April 14, 2008

SpringFest!


It doesn’t feel quite like spring yet in New England, but Saturday was SpringFest, the New England Hemophilia Association’s annual family symposium. I was very happy to be home, so I could attend this event, a mere 15 minutes from my house. Our new executive director of NEHA, Kevin Sorge, said it best: “This is like family.” And it is. We were reunited again, for some of us 20 years now, our sons grown but our desire to see this community continue to progress still burning bright.

Even some of the pharmaceutical and home care reps have been part of our lives for 12-20 years. How fast it has gone by!

Linda Price of Virginia will be thrilled to know I finally met her son Greg, now living in the Boston area. Last time I saw Greg he was about 10. It was a lively time, because of how long we’ve all known each other and how rarely we get to see one another.

The speakers and topics were good, and the turnout was excellent, despite the rain. There were lots of children, and teens.

The highlight of the day without doubt was a moment that reduced us all to tears: an award ceremony, with our shining star, Leland Smith, age 15. I first met Leland when he was only a toddler. He has hemophilia, and a devastating inhibitor that at times keeps him wheelchair bound, as he was this day. I know his story well, and I can tell you that not many people has endured suffering like this child. The time he has spent in the hospital, the treatments he has undertaken, the missed school, the excruciating and unrelenting chronic pain; and yet he wants to be a doctor, and is an active lobbyist for NEHA. He has traveled to Washington DC and also to the Massachusetts state house to present himself, to help NEHA get bills passed to protect the rights of those with hemophilia.
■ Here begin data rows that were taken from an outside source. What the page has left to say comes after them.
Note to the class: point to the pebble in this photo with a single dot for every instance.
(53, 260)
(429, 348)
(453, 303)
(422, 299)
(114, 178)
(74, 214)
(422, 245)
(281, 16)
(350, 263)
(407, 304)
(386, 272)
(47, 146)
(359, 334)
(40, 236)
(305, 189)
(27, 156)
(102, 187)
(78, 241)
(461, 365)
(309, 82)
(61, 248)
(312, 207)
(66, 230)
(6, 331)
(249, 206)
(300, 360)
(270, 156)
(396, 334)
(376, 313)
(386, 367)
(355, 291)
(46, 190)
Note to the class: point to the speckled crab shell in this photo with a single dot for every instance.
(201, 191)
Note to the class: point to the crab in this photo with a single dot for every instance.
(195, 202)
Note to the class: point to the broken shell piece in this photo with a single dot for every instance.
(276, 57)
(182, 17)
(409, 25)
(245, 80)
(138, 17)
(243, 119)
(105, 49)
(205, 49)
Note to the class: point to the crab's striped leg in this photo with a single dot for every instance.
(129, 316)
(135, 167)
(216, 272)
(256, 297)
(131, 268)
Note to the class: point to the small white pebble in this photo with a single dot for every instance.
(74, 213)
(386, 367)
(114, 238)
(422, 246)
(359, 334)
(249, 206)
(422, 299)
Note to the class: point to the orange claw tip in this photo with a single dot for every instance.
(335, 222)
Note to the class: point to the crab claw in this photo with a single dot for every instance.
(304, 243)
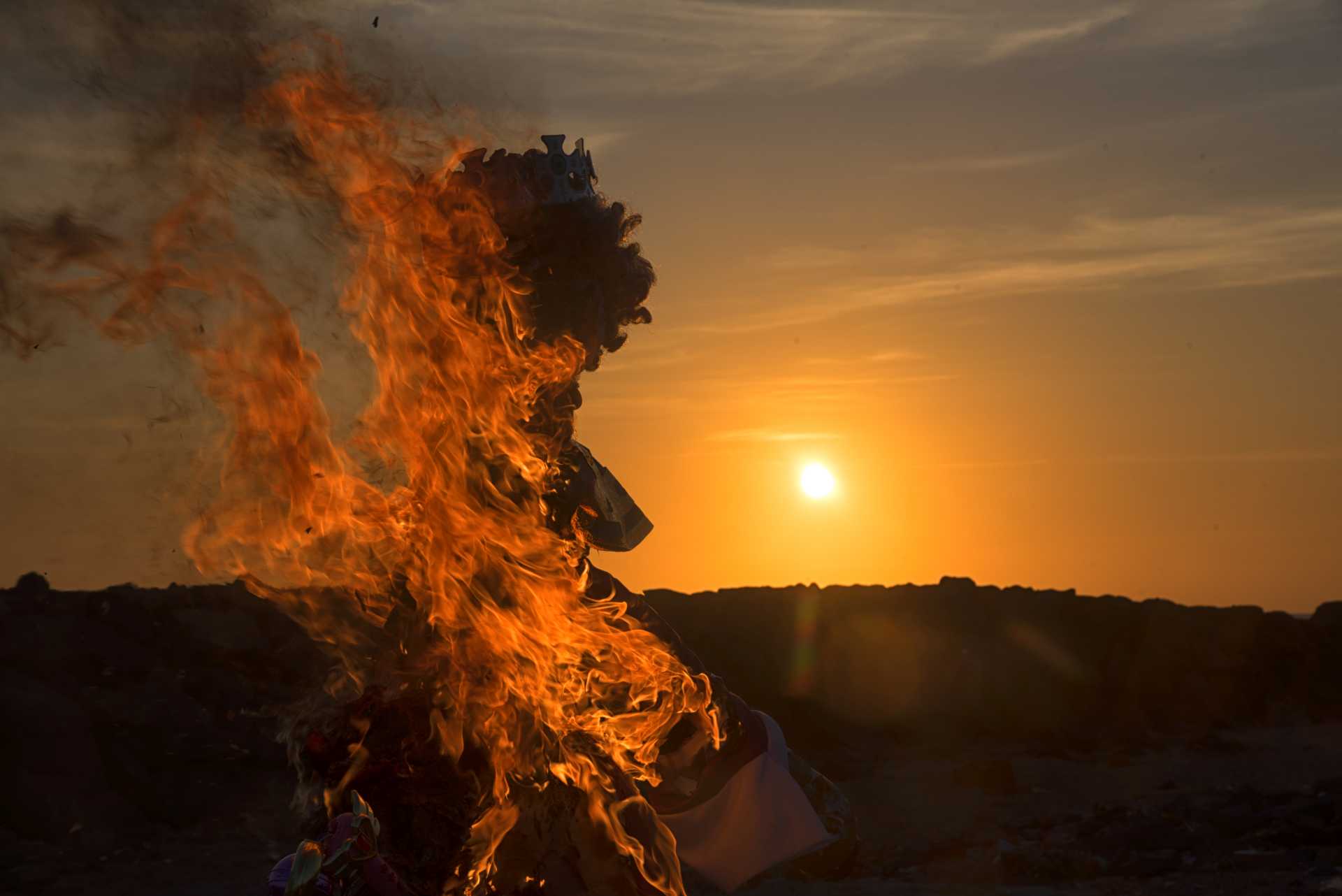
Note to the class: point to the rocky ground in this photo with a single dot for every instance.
(1015, 741)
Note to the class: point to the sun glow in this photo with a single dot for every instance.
(816, 481)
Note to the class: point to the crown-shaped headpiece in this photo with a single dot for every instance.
(520, 182)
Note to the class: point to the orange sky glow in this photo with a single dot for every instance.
(1053, 290)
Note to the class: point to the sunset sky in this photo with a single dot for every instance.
(1054, 289)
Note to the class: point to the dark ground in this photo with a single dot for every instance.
(992, 741)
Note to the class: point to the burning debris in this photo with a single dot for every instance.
(514, 715)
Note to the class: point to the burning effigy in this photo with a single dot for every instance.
(501, 714)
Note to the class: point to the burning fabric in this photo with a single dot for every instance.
(514, 715)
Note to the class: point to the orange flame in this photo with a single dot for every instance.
(551, 686)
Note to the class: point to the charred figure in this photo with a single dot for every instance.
(737, 809)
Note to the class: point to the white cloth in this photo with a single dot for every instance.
(761, 817)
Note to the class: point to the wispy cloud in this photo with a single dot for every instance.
(772, 435)
(694, 46)
(1255, 246)
(1028, 39)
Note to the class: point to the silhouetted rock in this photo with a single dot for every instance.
(31, 584)
(967, 660)
(1329, 614)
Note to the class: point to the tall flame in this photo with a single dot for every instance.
(551, 686)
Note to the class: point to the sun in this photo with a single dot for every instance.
(816, 481)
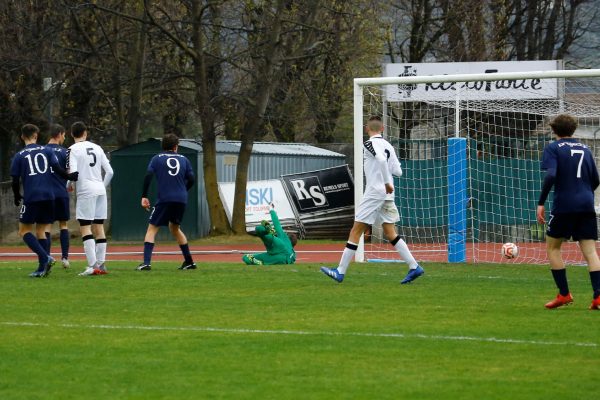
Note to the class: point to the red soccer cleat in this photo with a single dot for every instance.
(560, 301)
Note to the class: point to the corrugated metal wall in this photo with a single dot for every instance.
(269, 161)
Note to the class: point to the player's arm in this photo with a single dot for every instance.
(145, 186)
(276, 223)
(381, 160)
(58, 169)
(190, 179)
(108, 171)
(547, 184)
(595, 178)
(16, 187)
(394, 165)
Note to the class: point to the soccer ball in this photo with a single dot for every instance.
(510, 250)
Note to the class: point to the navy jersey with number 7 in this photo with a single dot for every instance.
(172, 171)
(576, 176)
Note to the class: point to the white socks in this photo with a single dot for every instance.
(405, 254)
(89, 246)
(347, 257)
(101, 251)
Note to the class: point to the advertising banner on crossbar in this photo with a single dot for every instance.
(532, 88)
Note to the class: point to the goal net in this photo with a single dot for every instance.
(471, 149)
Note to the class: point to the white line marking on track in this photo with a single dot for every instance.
(303, 333)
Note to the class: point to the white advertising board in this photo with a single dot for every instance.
(259, 196)
(519, 89)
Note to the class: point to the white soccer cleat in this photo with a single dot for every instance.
(88, 272)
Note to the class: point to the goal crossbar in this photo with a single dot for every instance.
(358, 106)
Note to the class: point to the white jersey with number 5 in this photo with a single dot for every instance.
(89, 160)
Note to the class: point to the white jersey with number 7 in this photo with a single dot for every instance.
(89, 160)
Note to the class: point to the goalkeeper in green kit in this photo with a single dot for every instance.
(279, 245)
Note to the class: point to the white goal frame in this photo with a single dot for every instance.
(359, 122)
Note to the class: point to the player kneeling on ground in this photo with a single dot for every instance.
(279, 245)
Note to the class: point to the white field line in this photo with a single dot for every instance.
(174, 252)
(304, 333)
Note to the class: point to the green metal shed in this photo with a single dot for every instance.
(128, 219)
(269, 161)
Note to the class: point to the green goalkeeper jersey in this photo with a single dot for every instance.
(276, 241)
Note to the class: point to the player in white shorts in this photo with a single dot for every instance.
(91, 209)
(377, 205)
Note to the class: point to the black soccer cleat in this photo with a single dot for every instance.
(185, 265)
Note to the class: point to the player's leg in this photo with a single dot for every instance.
(100, 215)
(44, 219)
(587, 236)
(62, 215)
(176, 212)
(273, 259)
(100, 236)
(47, 239)
(26, 234)
(84, 212)
(338, 273)
(64, 242)
(414, 269)
(29, 215)
(149, 238)
(181, 239)
(254, 259)
(559, 272)
(588, 249)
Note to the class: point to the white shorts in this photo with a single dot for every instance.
(373, 210)
(91, 208)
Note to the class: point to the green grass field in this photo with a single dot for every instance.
(234, 332)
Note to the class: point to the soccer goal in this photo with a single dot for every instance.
(471, 147)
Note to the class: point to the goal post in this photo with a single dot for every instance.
(470, 147)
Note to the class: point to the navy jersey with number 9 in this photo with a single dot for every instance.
(576, 175)
(172, 171)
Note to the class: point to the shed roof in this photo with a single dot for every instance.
(233, 147)
(276, 148)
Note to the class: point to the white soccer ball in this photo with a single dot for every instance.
(509, 250)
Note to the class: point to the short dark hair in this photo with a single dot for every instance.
(564, 125)
(56, 130)
(28, 130)
(77, 129)
(169, 142)
(293, 238)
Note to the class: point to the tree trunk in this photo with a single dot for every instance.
(135, 99)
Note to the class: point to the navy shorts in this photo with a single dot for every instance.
(62, 211)
(163, 213)
(37, 212)
(579, 226)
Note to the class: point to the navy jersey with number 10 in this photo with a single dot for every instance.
(172, 171)
(32, 165)
(576, 176)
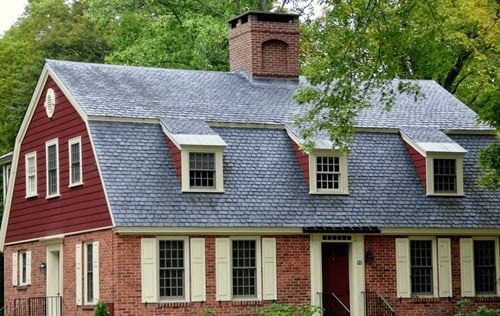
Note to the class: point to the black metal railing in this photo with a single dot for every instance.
(34, 306)
(333, 305)
(377, 305)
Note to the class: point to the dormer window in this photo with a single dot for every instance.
(202, 170)
(438, 160)
(196, 153)
(328, 172)
(444, 175)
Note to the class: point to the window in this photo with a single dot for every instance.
(328, 173)
(52, 154)
(21, 268)
(87, 268)
(202, 171)
(75, 162)
(423, 267)
(444, 175)
(31, 172)
(246, 269)
(167, 265)
(171, 266)
(479, 259)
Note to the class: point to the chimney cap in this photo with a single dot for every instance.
(267, 16)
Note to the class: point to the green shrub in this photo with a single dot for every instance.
(286, 310)
(101, 309)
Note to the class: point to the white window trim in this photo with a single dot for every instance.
(344, 186)
(17, 266)
(194, 264)
(266, 287)
(29, 193)
(219, 175)
(468, 285)
(47, 145)
(73, 141)
(429, 169)
(95, 272)
(441, 282)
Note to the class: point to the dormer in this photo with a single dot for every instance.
(5, 163)
(197, 152)
(438, 159)
(324, 167)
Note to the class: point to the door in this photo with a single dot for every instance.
(54, 280)
(335, 266)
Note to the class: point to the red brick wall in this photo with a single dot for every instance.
(265, 48)
(381, 277)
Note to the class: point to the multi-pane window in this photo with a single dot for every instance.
(31, 182)
(445, 176)
(171, 269)
(75, 162)
(244, 268)
(327, 173)
(89, 260)
(485, 267)
(202, 170)
(421, 267)
(52, 169)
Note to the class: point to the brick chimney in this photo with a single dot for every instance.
(265, 44)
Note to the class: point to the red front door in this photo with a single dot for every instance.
(335, 278)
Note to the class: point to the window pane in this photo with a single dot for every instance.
(328, 173)
(445, 177)
(171, 269)
(421, 266)
(202, 170)
(52, 184)
(90, 273)
(75, 163)
(244, 268)
(484, 266)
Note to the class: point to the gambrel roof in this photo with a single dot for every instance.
(263, 183)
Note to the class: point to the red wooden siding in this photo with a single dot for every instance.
(76, 209)
(419, 162)
(303, 159)
(176, 157)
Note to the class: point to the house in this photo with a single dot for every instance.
(170, 192)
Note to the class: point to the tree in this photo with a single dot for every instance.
(358, 46)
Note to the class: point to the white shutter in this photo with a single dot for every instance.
(269, 282)
(14, 269)
(28, 267)
(467, 266)
(95, 269)
(198, 292)
(148, 270)
(223, 269)
(78, 276)
(403, 267)
(444, 266)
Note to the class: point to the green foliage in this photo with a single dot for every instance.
(464, 308)
(287, 310)
(358, 46)
(101, 309)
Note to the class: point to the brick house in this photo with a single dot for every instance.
(167, 192)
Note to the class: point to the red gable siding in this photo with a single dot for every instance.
(419, 162)
(303, 159)
(76, 209)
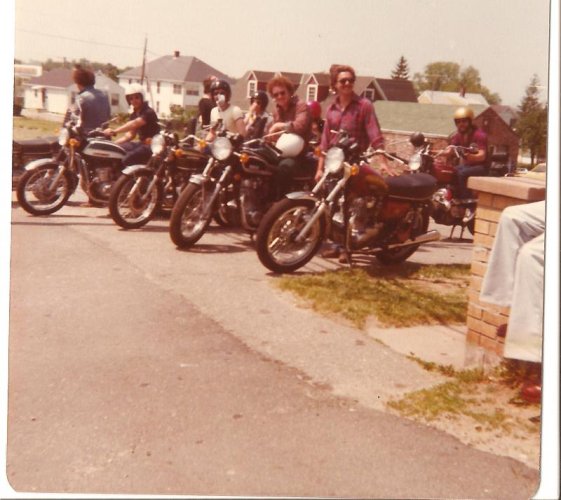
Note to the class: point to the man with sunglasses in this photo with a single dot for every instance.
(143, 122)
(474, 164)
(231, 116)
(352, 113)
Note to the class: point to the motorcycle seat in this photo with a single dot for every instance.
(417, 186)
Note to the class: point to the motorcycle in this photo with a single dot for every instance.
(447, 208)
(236, 187)
(93, 162)
(353, 206)
(143, 190)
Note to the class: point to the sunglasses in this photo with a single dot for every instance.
(344, 81)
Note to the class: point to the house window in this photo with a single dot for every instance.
(251, 88)
(312, 93)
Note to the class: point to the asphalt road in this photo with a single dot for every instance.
(136, 368)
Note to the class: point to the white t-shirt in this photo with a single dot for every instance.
(229, 117)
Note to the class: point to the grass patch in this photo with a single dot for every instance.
(31, 128)
(405, 295)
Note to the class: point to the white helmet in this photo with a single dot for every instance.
(134, 88)
(291, 145)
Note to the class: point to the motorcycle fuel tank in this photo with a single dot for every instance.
(104, 149)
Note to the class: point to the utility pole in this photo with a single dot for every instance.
(143, 60)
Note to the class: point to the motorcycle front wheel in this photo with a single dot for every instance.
(399, 255)
(276, 243)
(131, 205)
(38, 195)
(188, 221)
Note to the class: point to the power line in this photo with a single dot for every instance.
(78, 40)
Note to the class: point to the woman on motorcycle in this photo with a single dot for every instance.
(230, 115)
(257, 120)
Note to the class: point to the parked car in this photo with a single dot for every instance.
(24, 151)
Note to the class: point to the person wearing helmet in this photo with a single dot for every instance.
(290, 116)
(92, 105)
(257, 121)
(143, 122)
(230, 116)
(474, 164)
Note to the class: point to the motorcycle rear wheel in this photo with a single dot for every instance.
(275, 240)
(33, 191)
(399, 255)
(187, 223)
(131, 211)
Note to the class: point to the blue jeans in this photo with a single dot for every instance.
(137, 153)
(463, 172)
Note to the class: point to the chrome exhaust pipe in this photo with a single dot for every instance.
(423, 238)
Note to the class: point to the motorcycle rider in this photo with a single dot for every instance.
(92, 105)
(352, 113)
(291, 115)
(230, 115)
(356, 115)
(143, 122)
(257, 120)
(474, 164)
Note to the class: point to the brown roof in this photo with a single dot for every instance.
(60, 77)
(176, 69)
(397, 90)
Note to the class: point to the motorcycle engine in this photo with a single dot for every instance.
(363, 221)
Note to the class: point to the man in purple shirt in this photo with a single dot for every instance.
(474, 164)
(351, 113)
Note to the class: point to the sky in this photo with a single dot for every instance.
(506, 40)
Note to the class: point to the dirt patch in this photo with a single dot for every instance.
(488, 415)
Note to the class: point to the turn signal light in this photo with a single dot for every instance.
(244, 158)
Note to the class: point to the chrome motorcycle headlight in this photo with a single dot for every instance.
(157, 144)
(63, 136)
(221, 148)
(415, 162)
(333, 160)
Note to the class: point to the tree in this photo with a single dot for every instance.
(532, 121)
(401, 71)
(449, 77)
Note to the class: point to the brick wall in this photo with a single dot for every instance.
(495, 194)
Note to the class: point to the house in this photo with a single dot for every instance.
(452, 98)
(172, 80)
(399, 120)
(55, 91)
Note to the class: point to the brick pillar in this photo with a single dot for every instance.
(494, 195)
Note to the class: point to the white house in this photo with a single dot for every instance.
(55, 91)
(172, 80)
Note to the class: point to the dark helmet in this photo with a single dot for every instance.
(315, 110)
(261, 97)
(221, 85)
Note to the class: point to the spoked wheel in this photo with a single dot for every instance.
(39, 194)
(276, 243)
(131, 203)
(399, 255)
(190, 216)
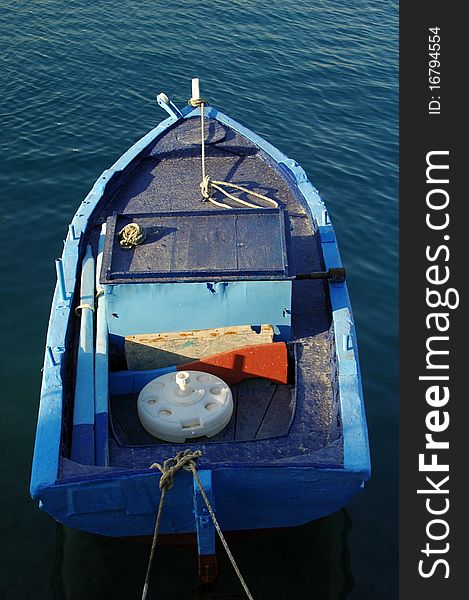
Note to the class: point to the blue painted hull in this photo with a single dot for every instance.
(278, 481)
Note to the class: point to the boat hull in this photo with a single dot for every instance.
(276, 484)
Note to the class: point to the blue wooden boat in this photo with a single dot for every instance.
(291, 452)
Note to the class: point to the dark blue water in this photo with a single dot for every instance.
(78, 81)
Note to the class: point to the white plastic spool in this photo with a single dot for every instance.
(184, 405)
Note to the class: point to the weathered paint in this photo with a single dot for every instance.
(83, 411)
(116, 502)
(204, 524)
(101, 366)
(161, 307)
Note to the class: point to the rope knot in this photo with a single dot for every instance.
(131, 235)
(183, 460)
(206, 188)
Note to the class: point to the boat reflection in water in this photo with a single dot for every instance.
(310, 561)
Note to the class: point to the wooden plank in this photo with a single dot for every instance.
(153, 351)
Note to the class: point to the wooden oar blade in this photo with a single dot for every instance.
(269, 361)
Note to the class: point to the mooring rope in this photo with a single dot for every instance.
(207, 185)
(220, 534)
(184, 460)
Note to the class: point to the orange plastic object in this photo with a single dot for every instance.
(269, 361)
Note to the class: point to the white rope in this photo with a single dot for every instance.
(207, 185)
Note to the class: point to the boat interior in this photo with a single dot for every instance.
(203, 267)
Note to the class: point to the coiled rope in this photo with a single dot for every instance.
(208, 185)
(184, 460)
(131, 235)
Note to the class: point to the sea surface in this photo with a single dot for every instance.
(78, 81)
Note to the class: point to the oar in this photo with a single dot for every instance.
(269, 361)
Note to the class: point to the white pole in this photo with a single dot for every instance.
(195, 88)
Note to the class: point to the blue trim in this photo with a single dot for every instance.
(203, 521)
(46, 459)
(132, 382)
(82, 450)
(187, 306)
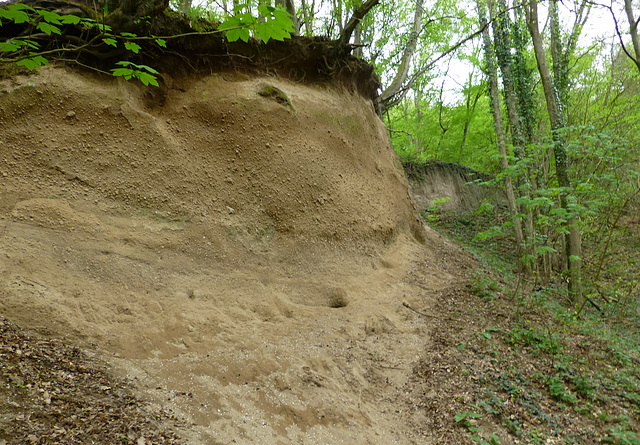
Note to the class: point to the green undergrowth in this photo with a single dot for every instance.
(542, 373)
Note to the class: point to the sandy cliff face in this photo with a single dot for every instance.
(244, 240)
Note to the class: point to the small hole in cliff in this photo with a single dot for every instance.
(274, 93)
(338, 299)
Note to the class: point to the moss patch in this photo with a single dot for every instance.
(274, 93)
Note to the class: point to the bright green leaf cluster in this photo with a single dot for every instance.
(274, 23)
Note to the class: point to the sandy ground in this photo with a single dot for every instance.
(243, 261)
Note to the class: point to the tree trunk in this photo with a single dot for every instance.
(557, 121)
(403, 70)
(633, 30)
(497, 120)
(355, 20)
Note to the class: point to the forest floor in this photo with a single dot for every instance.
(262, 280)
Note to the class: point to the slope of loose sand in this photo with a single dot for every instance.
(242, 260)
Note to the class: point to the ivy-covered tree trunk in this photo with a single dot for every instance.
(494, 94)
(500, 25)
(389, 96)
(558, 122)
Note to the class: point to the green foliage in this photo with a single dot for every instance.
(467, 419)
(274, 23)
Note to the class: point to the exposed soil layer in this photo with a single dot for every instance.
(239, 252)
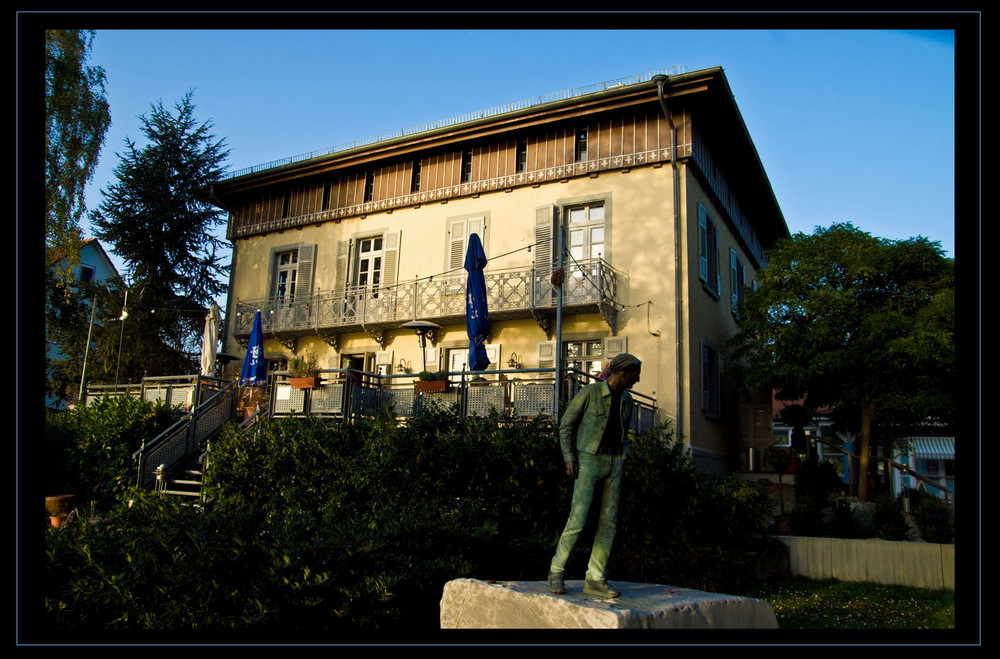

To know how much this kid has gone through, and to see how at such a young age he is active socially, well… we all crumbled inside in admiration of his character and his strength. Leland reminds me of the words: It is in the deepest valleys that the stars shine brightest; it is pressure that turns coal into diamonds. Congratulations to Leland, a true leader of a new generation of young men with hemophilia. Thanks for making such a memorable day for us all!

Great Book I Just Read: Mawson’s Will by Lennard Bickel.
Speaking of pain and suffering, you haven’t read anything till you have read this book. Dubbed the greatest polar survival story ever, this tells the true story of Douglas Mawson, a giant in the age of polar exploration in the early 1900s. Mawson, an Australian, was already a veteran polar explorer at age 29 when he traveled to the Antarctic in 1911 to seek the magnetic pole and to chart unknown territories. Splitting into three groups, he and two other men part with his crew for a few months and enter the incredibly hostile terrain. Mawson loses both men on his team and is left utterly alone, without enough food, shelter or dogs to see him back, in 50 degree below zero weather with gale force winds…. for one month. How he survives is a page-turning, gripping and miraculous tale. Mawson is responsible for Australia’s claim to 45% of the Antarctic. His tale is legend. This was the fourth time I’ve read this book and it gets better each time. Four stars!